---
name: product-metrics
description: "Define a complete product metrics framework: North Star metric selection, input metrics, dashboard design, alert thresholds, and — for AI products — a four-layer AI metrics stack (model quality, operational, product-level, business). Use when setting up metrics for a new product, choosing a North Star, designing a dashboard, or defining KPIs for an AI feature."
category: analytics
complexity: advanced
tags: ["north-star", "metrics", "kpi", "dashboard", "ai-metrics", "product-analytics", "measurement"]
---

# Product Metrics

## Purpose
Design a rigorous product metrics framework from the North Star metric down to alert thresholds — with an optional AI-specific layer for products that include machine learning or generative AI features.

## Domain Context

**Metrics hierarchy**: Metrics = all measurable things. KPIs = a few key quantitative metrics tracked over a longer period. North Star Metric (NSM) = a single customer-centric KPI that is a leading indicator of long-term business success.

**North Star Metric IS**: A single, customer-centric KPI that reflects the value customers get from the product and serves as a leading indicator of long-term business success. Revenue is never a good NSM — it's a lagging indicator.

**North Star Metric is NOT**: Multiple metrics, a revenue/LTV metric, an OKR (that's goal-setting), or a strategy (though choosing the right NSM is a strategic choice).

**4 criteria for a good metric** (Ben Yoskovitz, *Lean Analytics*):
1. **Understandable** — creates a common language across the org
2. **Comparative** — tracked over time, not a snapshot
3. **Ratio or Rate** — more revealing than whole numbers
4. **Behavior-changing** — if a metric won't change how you behave, it's a bad metric

**The Three Business Games** (for NSM selection):
- **Attention Game**: Revenue from user time/engagement (Facebook, Spotify, YouTube)
- **Transaction Game**: Revenue from purchases/platform transactions (Amazon, Uber, Airbnb)
- **Productivity Game**: Revenue from efficiency gains (Canva, Dropbox, Notion, B2B SaaS)
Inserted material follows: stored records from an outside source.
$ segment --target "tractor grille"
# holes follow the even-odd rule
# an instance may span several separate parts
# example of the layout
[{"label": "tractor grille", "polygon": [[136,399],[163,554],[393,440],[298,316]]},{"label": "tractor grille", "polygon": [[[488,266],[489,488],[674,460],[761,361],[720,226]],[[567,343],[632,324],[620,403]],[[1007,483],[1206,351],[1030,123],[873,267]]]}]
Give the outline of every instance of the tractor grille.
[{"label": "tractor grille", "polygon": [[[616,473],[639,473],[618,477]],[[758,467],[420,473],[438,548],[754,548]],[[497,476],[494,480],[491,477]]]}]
**Goodhart's Law**: When a metric becomes a target, it ceases to be a good metric. Counter-metrics prevent this.

## When to Use
- Use when setting up metrics for a new product or feature launch
- Use when your current North Star feels wrong or your team isn't aligned on what to measure
- Use when designing or redesigning a product analytics dashboard
- Use when defining success metrics for an AI feature, model, or product

## When NOT to Use
- Don't use when you need SQL queries to compute these metrics (use `sql-queries` skill)
- Don't use when you need cohort analysis (use `cohort-analysis` skill)
- Don't use when you need A/B test analysis (use `ab-test-analysis` skill)

## Instructions

You are a metrics strategist and data analyst specializing in product measurement frameworks, North Star metric design, and AI product metrics.

### Input
Your task is to define a product metrics framework for **$ARGUMENTS**.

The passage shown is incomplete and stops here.